Does Ms. Singh have a reasonable interest in Mr. Gouveia’s property, such that this interest should be protected by the issuance of a CPL against Mr. Gouveia’s property?
[14] To satisfy this requirement, I must conclude that there is, at the very minimum, a triable issue concerning whether or not Ms. Singh has a reasonable interest in Mr. Gouveia’s property. Ms. Singh has no ownership interest in the property in question. She has not challenged Mr. Gouveia’s title to his property. She is not a creditor to whom Mr. Gouveia owes money. In the circumstances of this case, I am unable to conclude that there is a triable issue regarding whether or not Ms. Singh has a reasonable interest in Mr. Gouveia’s property.

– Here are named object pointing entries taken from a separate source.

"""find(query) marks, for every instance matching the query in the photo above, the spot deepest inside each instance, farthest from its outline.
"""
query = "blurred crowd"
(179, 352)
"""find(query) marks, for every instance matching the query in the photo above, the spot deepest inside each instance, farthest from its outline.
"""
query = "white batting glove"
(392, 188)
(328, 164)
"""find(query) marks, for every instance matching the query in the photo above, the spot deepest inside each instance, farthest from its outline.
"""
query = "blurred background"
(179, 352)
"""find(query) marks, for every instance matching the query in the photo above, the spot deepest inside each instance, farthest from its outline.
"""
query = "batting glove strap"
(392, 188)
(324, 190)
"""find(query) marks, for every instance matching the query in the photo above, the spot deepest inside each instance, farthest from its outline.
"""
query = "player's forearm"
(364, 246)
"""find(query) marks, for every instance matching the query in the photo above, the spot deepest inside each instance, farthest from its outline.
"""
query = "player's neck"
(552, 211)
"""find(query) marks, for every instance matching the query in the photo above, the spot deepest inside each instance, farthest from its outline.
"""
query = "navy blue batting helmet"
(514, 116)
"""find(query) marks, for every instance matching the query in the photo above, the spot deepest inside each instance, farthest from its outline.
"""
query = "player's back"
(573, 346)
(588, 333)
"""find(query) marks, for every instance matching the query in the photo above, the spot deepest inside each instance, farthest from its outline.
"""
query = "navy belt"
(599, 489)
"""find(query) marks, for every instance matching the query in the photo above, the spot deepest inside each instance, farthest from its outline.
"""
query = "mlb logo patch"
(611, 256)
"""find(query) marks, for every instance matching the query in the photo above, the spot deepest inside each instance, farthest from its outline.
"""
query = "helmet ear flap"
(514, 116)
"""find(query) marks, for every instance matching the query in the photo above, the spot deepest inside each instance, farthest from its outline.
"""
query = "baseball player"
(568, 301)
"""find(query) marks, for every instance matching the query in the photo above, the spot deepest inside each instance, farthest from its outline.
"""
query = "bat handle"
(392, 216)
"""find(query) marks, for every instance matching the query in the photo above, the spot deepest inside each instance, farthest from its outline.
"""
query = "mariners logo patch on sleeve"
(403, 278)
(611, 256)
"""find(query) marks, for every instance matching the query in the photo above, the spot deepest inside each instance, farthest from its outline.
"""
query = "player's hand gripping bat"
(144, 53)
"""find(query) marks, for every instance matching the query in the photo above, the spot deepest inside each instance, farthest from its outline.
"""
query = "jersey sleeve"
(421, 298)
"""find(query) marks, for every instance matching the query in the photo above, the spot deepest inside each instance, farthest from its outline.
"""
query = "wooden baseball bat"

[15] That said, there appears to be conflicting authority concerning the issuing of a CPL in cases involving a claim for damages. For example, in Canada (Attorney General) v. Lanart, [1936] O.W.N. 285 (Ont. H.Ct.J.) the Crown obtained a certificate over the defendant’s property in advance of a fraud case. Riddell J.A. vacated the certificate, explaining that the Crown could not lay claim to any interest in the land before obtaining a favourable judgment. See also Toronto Dominion Bank v. Zukerman (1982), 40 O.R. (2d) 724 (H.Ct.J.).
[16] However, in Ahmed v. Rowe, 2017 ONSC 2289 where, in an action for personal injuries resulting from an automobile accident, the defendant transferred his interest in his matrimonial home for no consideration in the face of a claim for damages for approximately $20,000,000. The plaintiffs obtained a CPL and registered it against the title to the matrimonial home. This was not challenged on appeal.
[17] The Ahmed case however, is distinguishable from this case given what appeared to have been a fraudulent conveyance of the matrimonial home. There is no such transaction in this case. Carlos Gouveia has owned his home for decades. There is no evidence that he has tried to sell his home.
[18] Additionally, the plaintiff has already received approximately two million dollars following the tragic accident. It is unknown whether, even if successful at trial, she will receive an additional amount for health care expenses. Indeed, Ms. Singh has not served Mr. Gouveia with any future cost of care or future loss of income reports which would give some indication that her damages would exceed the monetary benefits she has already received. There is insufficient evidence in this case to establish a reasonable claim to an interest in the land, based on the facts upon which the plaintiff could succeed at trial.
[19] The fifth prong of the Perruzza test requires this court to exercise its discretion in equity and look at all relevant matters between the parties in determining whether a CPL should be granted. There is no evidence that Mr. Gouveia has engaged in or attempted to engage in any type of fraudulent conveyance of the property. I am unable to determine whether Ms. Singh, if successful at trial, would receive a sum of money over and above what she has already received. Additionally, the 82-year-old Mr. Gouveia jointly owns the subject property with his wife. Registering a CPL against the property would not only affect Mr. Gouveia’s interest; it would also affect his wife’s interest in the subject property as well.
[20] For these reasons, I am not prepared to exercise my discretion in equity and grant the request for a CPL.
Conclusion
[21] The plaintiff’s motion is denied.
Costs
[22] The plaintiff is seeking costs of $6,633.29 on a partial indemnity basis while the defendant is seeking costs of $9,112.09 on a similar basis. The defendant however, would not feel aggrieved if no costs are awarded in the event that he prevails in this matter.
[23] Given the catastrophic injury suffered by the plaintiff and the need to litigate this issue prior to a trial, I am not prepared to award costs against her. Accordingly, there will be no costs award in this matter.